As author and therapist Gary Greenberg explains, “The Dodo Bird Effect has been borne out by numerous studies since, with one elaboration. The single factor that makes a difference in outcome is faith; the patient must believe in the therapist and the therapist must believe in his orientation. For therapy to work, both parties must have faith, sometimes against all reason, that their expedition will succeed.” (“The War on Unhappiness,” by Gary Greenberg, Harper’s Magazine, 9/2010.)
Therapists who operate a belief-driven practice usually rely on fee-for-service payments and this will increase in the future since non-industrialized, evidence-based methods will probably be cut out of health care reform. If clients want what Greenberg calls the “essential healing relationship” they will pay for it out of pocket, similar to alternative medicine.

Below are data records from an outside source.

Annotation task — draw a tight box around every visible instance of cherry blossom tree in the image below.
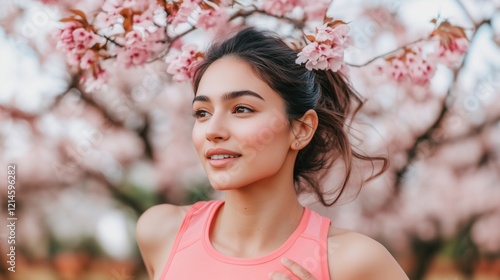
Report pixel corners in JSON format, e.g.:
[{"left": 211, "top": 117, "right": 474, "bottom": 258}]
[{"left": 0, "top": 0, "right": 500, "bottom": 279}]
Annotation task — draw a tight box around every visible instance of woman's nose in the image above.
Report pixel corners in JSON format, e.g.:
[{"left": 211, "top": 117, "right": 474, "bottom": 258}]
[{"left": 206, "top": 113, "right": 229, "bottom": 142}]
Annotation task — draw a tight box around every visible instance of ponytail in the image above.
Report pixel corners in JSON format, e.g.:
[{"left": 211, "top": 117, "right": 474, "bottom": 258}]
[
  {"left": 193, "top": 28, "right": 388, "bottom": 206},
  {"left": 294, "top": 70, "right": 389, "bottom": 206}
]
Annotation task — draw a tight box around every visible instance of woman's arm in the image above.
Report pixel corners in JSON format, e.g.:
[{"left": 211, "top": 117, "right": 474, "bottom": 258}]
[
  {"left": 270, "top": 229, "right": 408, "bottom": 280},
  {"left": 136, "top": 204, "right": 190, "bottom": 279},
  {"left": 328, "top": 230, "right": 408, "bottom": 280}
]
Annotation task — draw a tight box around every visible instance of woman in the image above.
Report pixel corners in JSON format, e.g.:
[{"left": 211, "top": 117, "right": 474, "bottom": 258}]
[{"left": 137, "top": 28, "right": 407, "bottom": 280}]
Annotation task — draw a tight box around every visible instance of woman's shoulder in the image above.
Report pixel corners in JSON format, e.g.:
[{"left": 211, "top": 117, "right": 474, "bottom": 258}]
[
  {"left": 328, "top": 227, "right": 408, "bottom": 280},
  {"left": 137, "top": 204, "right": 192, "bottom": 238},
  {"left": 136, "top": 204, "right": 192, "bottom": 277}
]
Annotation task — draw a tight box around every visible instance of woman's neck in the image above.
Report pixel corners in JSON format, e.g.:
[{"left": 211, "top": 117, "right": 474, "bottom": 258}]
[{"left": 210, "top": 186, "right": 303, "bottom": 257}]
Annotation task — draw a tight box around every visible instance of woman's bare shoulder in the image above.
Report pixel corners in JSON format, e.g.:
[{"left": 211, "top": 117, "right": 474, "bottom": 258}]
[
  {"left": 136, "top": 204, "right": 191, "bottom": 279},
  {"left": 328, "top": 227, "right": 408, "bottom": 280},
  {"left": 136, "top": 204, "right": 191, "bottom": 239}
]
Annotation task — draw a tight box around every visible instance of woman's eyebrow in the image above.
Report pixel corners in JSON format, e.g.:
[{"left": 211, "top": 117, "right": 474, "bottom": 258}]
[{"left": 193, "top": 90, "right": 265, "bottom": 103}]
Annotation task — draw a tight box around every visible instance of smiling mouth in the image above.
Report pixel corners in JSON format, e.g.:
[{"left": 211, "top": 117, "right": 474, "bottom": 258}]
[{"left": 209, "top": 155, "right": 241, "bottom": 160}]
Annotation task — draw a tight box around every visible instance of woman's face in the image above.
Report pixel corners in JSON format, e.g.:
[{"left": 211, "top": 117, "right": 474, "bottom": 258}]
[{"left": 192, "top": 57, "right": 295, "bottom": 190}]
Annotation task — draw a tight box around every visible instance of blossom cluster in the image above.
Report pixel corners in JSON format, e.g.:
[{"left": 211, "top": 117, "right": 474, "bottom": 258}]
[
  {"left": 56, "top": 0, "right": 468, "bottom": 90},
  {"left": 296, "top": 21, "right": 352, "bottom": 72},
  {"left": 260, "top": 0, "right": 330, "bottom": 21},
  {"left": 165, "top": 44, "right": 203, "bottom": 82}
]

If this is your path, success will rely on your reputation, passion, expertise in your approach and be measured by you, the therapist. Your practice will rely on how you create healing relationships with your clients. You need to become savvy as a communicator, entrepreneur and know the best practices and best business model for a fee-for-service practice.
I can help! As always, I will help any and all “reluctant entrepreneurs” understand the business of therapy, which I have and will write more about in future newsletters.
Summing Up
As you can, each of these paths is here now and your choice of which to follow determines how to measure success, what to focus on for the future, and how to communicate your approach to the those who will assess and evaluate your services.